= Abraham Harderet =

English goldsmith and jeweller

Abraham Harderet (fl. 1604–1625), goldsmith and jeweller to Elizabeth I of England and Anne of Denmark.

==Career==
Abraham Harderet was the son of Martin Harderet and Rachel Fontaine or Le Maçon, daughter of Robert le Maçon, Sieur de la Fontaine, a refugee from the St. Bartholomew's Day massacre. The family were French Huguenots and the name was also written as "Hardret" and "Hardrett". Martin Hardrett supplied pearls for head dresses of masque costume at Elizabeth's court and was described as a "milliner". In 1604 Abraham claimed that Queen Elizabeth had owed him £1,075, and he was appointed a jeweller to King James I, Anne of Denmark, and Prince Henry with an annual salary of £50.
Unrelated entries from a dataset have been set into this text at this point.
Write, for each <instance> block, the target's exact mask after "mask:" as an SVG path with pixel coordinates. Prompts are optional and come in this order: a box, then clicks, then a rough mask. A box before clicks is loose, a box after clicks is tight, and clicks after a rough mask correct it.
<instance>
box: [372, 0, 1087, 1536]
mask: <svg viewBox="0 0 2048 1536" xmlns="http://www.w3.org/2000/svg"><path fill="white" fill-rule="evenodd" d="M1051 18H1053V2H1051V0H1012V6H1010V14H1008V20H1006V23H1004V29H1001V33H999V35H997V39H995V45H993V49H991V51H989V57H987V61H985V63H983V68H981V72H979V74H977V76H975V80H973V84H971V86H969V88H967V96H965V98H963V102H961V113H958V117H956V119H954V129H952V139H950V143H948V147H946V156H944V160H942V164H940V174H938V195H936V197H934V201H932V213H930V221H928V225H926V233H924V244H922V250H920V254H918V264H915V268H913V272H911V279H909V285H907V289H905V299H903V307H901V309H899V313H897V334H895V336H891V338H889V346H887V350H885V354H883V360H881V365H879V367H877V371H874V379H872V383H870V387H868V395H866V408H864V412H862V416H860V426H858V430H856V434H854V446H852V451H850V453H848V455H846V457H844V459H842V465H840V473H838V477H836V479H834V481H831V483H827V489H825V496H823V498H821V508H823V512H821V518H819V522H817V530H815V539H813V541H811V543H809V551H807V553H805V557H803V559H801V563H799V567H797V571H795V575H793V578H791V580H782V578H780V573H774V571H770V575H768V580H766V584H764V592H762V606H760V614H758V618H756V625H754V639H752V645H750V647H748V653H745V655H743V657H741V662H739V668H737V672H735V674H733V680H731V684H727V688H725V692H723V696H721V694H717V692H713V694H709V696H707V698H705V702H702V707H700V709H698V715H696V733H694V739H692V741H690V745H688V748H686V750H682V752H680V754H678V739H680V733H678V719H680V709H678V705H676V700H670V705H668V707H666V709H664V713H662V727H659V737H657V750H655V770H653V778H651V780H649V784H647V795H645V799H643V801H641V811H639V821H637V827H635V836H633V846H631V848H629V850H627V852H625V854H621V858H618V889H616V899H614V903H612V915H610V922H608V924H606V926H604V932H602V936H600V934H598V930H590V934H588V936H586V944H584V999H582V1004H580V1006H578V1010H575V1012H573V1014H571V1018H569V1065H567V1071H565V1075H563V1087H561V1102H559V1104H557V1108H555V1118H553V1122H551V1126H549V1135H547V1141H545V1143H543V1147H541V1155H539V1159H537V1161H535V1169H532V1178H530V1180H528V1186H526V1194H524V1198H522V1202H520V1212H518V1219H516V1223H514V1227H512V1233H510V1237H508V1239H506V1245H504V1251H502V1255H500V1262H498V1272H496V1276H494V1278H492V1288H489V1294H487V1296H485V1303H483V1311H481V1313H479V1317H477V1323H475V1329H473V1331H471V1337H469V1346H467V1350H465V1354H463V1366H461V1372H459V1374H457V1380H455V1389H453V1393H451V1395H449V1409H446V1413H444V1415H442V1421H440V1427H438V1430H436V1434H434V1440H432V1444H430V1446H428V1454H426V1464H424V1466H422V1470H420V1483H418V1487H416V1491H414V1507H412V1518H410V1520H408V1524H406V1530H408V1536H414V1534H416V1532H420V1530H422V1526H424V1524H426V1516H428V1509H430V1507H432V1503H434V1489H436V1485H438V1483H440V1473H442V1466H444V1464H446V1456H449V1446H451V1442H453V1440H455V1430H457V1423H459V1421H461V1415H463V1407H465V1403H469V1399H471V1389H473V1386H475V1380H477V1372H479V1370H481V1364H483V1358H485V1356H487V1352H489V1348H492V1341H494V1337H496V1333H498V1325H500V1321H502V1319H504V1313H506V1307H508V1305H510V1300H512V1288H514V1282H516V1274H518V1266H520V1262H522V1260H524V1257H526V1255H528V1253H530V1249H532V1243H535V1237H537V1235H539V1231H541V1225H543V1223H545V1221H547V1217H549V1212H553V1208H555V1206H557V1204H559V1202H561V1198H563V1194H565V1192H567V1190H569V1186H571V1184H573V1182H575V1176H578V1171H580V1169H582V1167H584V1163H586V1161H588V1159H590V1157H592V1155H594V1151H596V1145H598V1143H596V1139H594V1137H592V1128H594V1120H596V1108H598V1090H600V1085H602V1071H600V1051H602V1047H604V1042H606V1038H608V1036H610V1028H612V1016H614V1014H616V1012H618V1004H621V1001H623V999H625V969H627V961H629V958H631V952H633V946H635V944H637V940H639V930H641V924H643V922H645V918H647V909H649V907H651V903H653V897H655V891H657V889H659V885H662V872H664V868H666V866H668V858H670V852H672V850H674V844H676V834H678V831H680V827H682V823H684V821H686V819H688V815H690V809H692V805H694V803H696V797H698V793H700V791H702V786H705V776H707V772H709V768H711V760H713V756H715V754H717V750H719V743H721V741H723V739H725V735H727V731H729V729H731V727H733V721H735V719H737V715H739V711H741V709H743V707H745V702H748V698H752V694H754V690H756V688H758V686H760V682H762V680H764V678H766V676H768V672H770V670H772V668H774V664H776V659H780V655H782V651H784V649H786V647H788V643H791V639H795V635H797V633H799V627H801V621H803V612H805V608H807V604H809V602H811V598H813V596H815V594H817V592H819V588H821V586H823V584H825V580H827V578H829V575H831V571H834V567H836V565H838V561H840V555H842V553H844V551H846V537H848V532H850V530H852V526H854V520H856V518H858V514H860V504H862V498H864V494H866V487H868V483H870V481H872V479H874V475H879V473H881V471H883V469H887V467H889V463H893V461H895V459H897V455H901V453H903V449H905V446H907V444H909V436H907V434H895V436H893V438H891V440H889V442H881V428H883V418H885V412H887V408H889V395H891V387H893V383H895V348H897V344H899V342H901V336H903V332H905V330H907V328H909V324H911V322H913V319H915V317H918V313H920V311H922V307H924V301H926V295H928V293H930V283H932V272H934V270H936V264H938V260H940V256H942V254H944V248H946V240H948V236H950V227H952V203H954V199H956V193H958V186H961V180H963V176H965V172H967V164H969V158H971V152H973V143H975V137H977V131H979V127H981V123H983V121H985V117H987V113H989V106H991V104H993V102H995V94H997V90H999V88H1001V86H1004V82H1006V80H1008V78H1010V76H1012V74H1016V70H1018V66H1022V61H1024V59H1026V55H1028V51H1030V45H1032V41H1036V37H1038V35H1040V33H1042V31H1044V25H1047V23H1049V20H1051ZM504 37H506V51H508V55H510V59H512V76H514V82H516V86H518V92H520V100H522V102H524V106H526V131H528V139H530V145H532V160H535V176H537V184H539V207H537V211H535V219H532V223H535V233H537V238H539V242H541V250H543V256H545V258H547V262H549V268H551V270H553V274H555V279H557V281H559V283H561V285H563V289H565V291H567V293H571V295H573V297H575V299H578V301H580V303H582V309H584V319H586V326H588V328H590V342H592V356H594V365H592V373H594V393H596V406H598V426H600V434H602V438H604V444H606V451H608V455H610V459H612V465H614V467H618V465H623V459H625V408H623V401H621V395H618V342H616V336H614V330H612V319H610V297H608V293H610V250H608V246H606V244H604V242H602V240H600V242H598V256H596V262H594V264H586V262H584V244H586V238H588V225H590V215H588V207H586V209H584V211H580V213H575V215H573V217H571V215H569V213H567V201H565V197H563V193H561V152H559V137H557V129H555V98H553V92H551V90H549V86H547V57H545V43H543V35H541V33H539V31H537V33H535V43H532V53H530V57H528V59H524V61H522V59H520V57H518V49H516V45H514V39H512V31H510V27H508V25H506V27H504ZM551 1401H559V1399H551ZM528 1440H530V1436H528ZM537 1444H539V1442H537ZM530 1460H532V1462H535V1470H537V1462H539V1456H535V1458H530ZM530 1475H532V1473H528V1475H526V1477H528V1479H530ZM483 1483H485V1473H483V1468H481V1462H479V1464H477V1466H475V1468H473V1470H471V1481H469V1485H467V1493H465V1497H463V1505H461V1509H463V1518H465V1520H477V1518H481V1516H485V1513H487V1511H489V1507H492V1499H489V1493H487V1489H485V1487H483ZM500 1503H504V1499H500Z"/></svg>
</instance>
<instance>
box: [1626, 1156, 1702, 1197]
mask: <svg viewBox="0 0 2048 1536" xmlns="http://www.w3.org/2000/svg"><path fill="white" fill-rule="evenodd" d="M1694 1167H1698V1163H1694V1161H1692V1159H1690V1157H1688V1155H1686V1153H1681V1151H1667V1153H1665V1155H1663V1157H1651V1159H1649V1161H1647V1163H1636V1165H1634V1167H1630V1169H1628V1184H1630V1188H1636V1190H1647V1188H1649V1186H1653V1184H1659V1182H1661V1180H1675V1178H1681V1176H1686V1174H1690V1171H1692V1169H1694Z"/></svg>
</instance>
Jacob, Martin and Nathaniel Harderet were also active as jewellers in this period. King James I gave Abraham and Martin a gift of £200 confiscated from recusants in 1604, Abraham and Nathaniel were confirmed as jewellers to the king in 1608, and Jacob, Abraham's brother, enlarged a chain for Princess Elizabeth in 1610. Martin had been recorded as "Martyn Harderettes", a "stranger" or foreigner in St Faith's parish in Farringdon, London, in 1582. Listed next to Martin Harderet in 1582, another of the St Faith's strangers was "Robert Fountayne" who was probably Rachel's father, while "Cornelis Dregg" or "Drodger" may be the Dutch craftsman who engraved a sapphire with Queen Elizabeth's portrait for Anne of Denmark in 1598. Cornelius "Draggie" turned up in Edinburgh in 1601, attempting to set up a weaver's workshop to exploit generous subsidies for expert craftsmen, but the other weavers protested he was a lapidary, not a weaver.

Martin was probably the Martin Hardrett who supplied items to the queen's revels as a "Milliner" as early as 1574. Another early reference appears in a 1583 letter from William Poyntz to his master Sir Thomas Heneage about London shopping, "If your bracelet be done at Hyllyard's, you shall receive it by this bearer, Hardret hath not one of those glasses you wrote to me for, nor yet any other".

In June 1604, Abraham Harderet after petitioning the Earl of Salisbury and the Earl of Nottingham for a place as a court jeweller, was invited to draft the details of the office of Surveyor of Jewels, and was made a jeweller to King, Queen and Prince of Wales. However, perhaps in 1607, Harderet complained to the Earl of Salisbury that he had not yet had any employment. His wife was lame and ill in bed. He sent a list of outstanding debts and losses. He had invested in a ship lost on the Barbary coast. Some of associates were "broken" or bankrupt. "Lord Amberall" owed £466.

Harderet was paid a fee of £50 annually as a jeweller to Anne of Denmark.

In 1608 Martin Harderet was a witness at the christening of James Oliver, a son of the portrait miniature painter Isaac Oliver, and he may have provided cases for Oliver's miniatures. Abraham and Martin Harderet were paid £3000 from the confiscated goods of recusants. Martin died in April 1612, amongst his bequests leaving a house in Compiègne to Abraham.

=== Jewels for Princess Elizabeth ===
Jacob Harderet supplied pendants and rings to Princess Elizabeth in April 1612. On 14 February 1613, Princess Elizabeth married Frederick V of the Palatinate. Jacob Harderet provided diamond and ruby rings and pendants for Elizabeth to give away as she left England, and she wrote directly to Sir Julius Caesar, Chancellor of the Exchequer to pay his bill of £500. He accompanied Princess Elizabeth on her journey to Heidelberg. At Gaulsheim she gave gifts to those of her party returning to England. Harderet gave her these on credit. He returned to England with her letter to John Murray of the Bedchamber, which explained that she had been obliged to buy jewels from him to give as gifts at her wedding and during her journey, even to "indifferent persons", many more than she could pay for, and Harderet could show Murray the bills she had signed. Elizabeth wanted Murray to arrange that Sir Julius Caesar would write an order pay Harderet.

=== Business in London ===

Abraham Harderet, with the other royal jewellers George Heriot, William Herrick and John Spilman, joined the funeral procession of Anna of Denmark in 1619.

Rachel Fontaine was a relation of Jehanne Hersent, the wife of Abraham Aurelle the minister of the French Church on Threadneedle Street. In October 1613 she was a witness at the christening of their daughter Jahel, with Abraham van Delden and Jaél de Peigne, widow of Sir Henry Killigrew. Rachel's daughter Elizabeth Harderet married Caesar Calandrini, a minister of the Italian church in London, from Lucca. Her sister-in-law Elizabeth Calandrini was the wife of the financier Philip Burlamachi.

Abraham Harderet was still listed as a jeweller to King James in 1625.